Compared to my prelim, I put Frank Viola on and pushed Kevin McReynolds just off somewhat in deference to other systems, and because I thought my ballot was a little light on pitchers and heavy on corner outfielders otherwise.
   18. DL from MN Posted: December 04, 2013 at 11:48 AM (#4610377)
No ballots yet from Moeball, bjhanke or OCF. Moeball posted a prelim.
   19. DL from MN Posted: December 04, 2013 at 04:25 PM (#4610695)
Will keep balloting open for Moeball to post his ballot. If anyone knows him a friendly e-mail would be helpful.
   20. DL from MN Posted: December 05, 2013 at 12:15 PM (#4611115)
bjhanke & OCF - if you would like to post a ballot go ahead. I'm hoping Moeball notices the thread remaining open.
   21. bjhanke Posted: December 05, 2013 at 05:06 PM (#4611317)
DL - Somehow, I remembered doing a 1988 ballot, but I have no records of it, and neither do you. I can and will get one done tonight (Thursday night and I have nothing else on the agenda) if you will keep the ballot open for that long. Sorry. - Brock
   22. bjhanke Posted: December 05, 2013 at 06:25 PM (#4611413)
DL - I had done most of the work for 1988, and so I can list right now my list of 13. I’m not including comments, because I’m getting sleepy (I sleep during the day). The main comment I should mention is that I gave Orel Hershiser some postseason credit, and Kirk Gibson a little bit. This moved Orel up on the ballot, but Kirk was separated from everyone else by a larger margin than the extra credit I was willing to give. Thanks, - Brock Hanke

1. Wade Boggs
2. Jose Canseco
3. Kirby Puckett
4. Will Clark
5. Mike Greenwell
6. Kirk Gibson
7. Andy Van Slyke
8. Brett Butler
9. Barry Larkin
10. Rickey Henderson
11. Orel Hershiser
12. Mark Gubiza
13. Darryl Strawberry
   23. OCF Posted: December 05, 2013 at 08:39 PM (#4611531)
I worked up the pitchers, but I never did establish any sense of what I thought about Gibson vs. Canseco vs. Boggs, and so on, and I'm slammed for the next week. I'll have to pass on this one.
   24. rudygamble Posted: December 06, 2013 at 01:00 PM (#4612044)
Have some time on my hands with the fantasy baseball offseason so thought I'd submit a ballot. I'm a big proponent on bRef WAR with some slight adjustments due to known shortcomings (catcher defense). Open to re-ordering players within about 0.5 WAR - especially if driven by defensive value.

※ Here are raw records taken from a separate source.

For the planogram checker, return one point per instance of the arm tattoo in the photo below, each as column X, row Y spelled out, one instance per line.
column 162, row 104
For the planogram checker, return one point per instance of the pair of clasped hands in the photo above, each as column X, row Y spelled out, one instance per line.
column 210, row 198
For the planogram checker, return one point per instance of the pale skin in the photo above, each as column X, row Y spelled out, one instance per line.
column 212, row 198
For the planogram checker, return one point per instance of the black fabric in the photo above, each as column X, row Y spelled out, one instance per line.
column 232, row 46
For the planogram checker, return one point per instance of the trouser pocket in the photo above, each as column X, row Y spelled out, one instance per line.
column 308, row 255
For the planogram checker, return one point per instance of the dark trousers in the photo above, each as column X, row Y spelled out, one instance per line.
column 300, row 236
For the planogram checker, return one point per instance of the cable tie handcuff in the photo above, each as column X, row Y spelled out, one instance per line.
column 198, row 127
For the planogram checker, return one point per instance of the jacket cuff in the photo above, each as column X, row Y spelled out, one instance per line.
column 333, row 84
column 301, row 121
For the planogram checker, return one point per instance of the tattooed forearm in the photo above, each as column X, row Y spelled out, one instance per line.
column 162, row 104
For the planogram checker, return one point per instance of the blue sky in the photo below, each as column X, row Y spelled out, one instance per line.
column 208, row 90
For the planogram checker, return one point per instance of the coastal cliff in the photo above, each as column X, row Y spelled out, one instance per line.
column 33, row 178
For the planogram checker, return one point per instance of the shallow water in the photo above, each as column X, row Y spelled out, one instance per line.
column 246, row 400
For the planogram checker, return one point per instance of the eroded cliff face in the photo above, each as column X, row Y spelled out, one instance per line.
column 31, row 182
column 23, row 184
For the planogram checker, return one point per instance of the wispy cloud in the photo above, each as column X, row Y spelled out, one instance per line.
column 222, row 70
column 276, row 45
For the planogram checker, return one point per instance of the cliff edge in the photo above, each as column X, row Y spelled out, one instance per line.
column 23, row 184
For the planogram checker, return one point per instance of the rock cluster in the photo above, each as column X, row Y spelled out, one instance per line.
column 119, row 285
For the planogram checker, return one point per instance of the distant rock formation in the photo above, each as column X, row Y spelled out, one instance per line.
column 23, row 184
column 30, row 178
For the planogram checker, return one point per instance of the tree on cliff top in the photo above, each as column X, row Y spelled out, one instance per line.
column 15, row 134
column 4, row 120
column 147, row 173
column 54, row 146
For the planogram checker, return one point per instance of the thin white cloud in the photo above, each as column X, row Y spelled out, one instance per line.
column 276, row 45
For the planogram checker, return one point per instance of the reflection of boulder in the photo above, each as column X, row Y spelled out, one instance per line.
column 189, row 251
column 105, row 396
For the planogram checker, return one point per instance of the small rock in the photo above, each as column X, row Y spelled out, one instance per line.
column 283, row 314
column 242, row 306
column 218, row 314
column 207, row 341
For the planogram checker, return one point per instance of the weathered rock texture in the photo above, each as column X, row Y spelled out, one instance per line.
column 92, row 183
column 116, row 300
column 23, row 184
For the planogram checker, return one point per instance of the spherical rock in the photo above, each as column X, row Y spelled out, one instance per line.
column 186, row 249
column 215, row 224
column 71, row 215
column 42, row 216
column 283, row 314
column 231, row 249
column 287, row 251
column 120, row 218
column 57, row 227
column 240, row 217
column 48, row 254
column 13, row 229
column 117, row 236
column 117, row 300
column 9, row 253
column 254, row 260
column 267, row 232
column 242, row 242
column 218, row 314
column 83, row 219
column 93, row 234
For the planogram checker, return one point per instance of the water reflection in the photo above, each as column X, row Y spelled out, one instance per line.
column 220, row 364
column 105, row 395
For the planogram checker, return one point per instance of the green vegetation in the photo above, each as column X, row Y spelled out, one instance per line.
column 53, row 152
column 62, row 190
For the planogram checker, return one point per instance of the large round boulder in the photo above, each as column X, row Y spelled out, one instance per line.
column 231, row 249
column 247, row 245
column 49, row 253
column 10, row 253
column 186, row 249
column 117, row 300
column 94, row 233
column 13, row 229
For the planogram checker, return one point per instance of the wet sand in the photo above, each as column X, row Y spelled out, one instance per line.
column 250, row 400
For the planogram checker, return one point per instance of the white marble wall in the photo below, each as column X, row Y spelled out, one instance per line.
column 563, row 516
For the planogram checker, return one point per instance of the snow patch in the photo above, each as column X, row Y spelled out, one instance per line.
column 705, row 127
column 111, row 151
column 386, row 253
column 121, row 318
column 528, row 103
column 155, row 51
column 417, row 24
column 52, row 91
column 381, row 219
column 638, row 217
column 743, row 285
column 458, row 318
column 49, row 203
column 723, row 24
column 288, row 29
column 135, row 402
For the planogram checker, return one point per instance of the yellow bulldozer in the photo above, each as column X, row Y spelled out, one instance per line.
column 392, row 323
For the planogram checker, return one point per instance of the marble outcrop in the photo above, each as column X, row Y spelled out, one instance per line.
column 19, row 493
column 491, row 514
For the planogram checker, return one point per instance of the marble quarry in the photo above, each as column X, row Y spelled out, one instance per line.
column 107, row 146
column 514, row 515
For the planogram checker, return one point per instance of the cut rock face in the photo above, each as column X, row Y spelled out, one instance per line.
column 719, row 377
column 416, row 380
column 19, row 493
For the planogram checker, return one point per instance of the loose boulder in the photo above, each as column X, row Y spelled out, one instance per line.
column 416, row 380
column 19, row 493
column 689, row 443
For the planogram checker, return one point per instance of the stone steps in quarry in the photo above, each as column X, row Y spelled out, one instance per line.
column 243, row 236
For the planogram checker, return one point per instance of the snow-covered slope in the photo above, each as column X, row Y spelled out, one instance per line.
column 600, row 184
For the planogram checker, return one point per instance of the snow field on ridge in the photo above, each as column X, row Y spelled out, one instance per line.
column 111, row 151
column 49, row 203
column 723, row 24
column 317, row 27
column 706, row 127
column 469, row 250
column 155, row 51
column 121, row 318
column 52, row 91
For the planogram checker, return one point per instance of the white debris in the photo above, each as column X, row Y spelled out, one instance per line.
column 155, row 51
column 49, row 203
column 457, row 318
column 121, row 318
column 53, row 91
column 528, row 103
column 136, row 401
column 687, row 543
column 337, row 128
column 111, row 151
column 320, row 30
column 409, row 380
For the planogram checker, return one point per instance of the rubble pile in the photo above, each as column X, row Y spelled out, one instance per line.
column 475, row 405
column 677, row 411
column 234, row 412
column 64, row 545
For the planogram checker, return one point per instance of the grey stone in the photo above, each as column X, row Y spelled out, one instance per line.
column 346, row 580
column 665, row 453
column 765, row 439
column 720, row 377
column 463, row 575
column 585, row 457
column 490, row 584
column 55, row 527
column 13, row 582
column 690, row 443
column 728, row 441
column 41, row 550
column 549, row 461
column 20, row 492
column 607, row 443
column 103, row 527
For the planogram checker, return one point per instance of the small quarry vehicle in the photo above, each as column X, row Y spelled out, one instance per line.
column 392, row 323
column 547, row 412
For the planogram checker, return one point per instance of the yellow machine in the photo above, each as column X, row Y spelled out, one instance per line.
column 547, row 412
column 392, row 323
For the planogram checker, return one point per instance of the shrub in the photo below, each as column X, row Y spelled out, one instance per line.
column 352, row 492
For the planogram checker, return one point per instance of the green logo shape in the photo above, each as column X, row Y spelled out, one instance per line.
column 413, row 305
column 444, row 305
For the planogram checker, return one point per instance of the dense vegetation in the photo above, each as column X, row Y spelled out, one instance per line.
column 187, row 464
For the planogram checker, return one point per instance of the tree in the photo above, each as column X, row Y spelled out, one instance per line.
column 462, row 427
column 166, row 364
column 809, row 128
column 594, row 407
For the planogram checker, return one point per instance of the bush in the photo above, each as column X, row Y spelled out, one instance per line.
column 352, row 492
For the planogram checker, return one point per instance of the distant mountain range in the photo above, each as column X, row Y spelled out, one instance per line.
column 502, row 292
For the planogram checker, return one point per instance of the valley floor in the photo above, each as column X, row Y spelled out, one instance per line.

1. Wade Boggs - Tops in bWar. His OBP lead is so massive. .476 when only two other players topped .400 (.416 Greenwell, .412 A. Davis). This value gap is compounded by leading the league in Plate Appearances. He was on base 24% more than ever player except Greenwell. Insane. Add in decent fielding at 3B.

2. Jose Canseco - Led majors in HR/SLG. Top 10 in OBP. 7th in bWar but willing to look past shaky defense (and not impressed by the 40 SBs given the 16 CS and near league average Rbaser).

3. Orel Hershiser - Minor value differences between Gubicza and Viola (with Clemens/Higuera a notch below). Boost for his amazing September (55 IP, 0 ER) and playoffs.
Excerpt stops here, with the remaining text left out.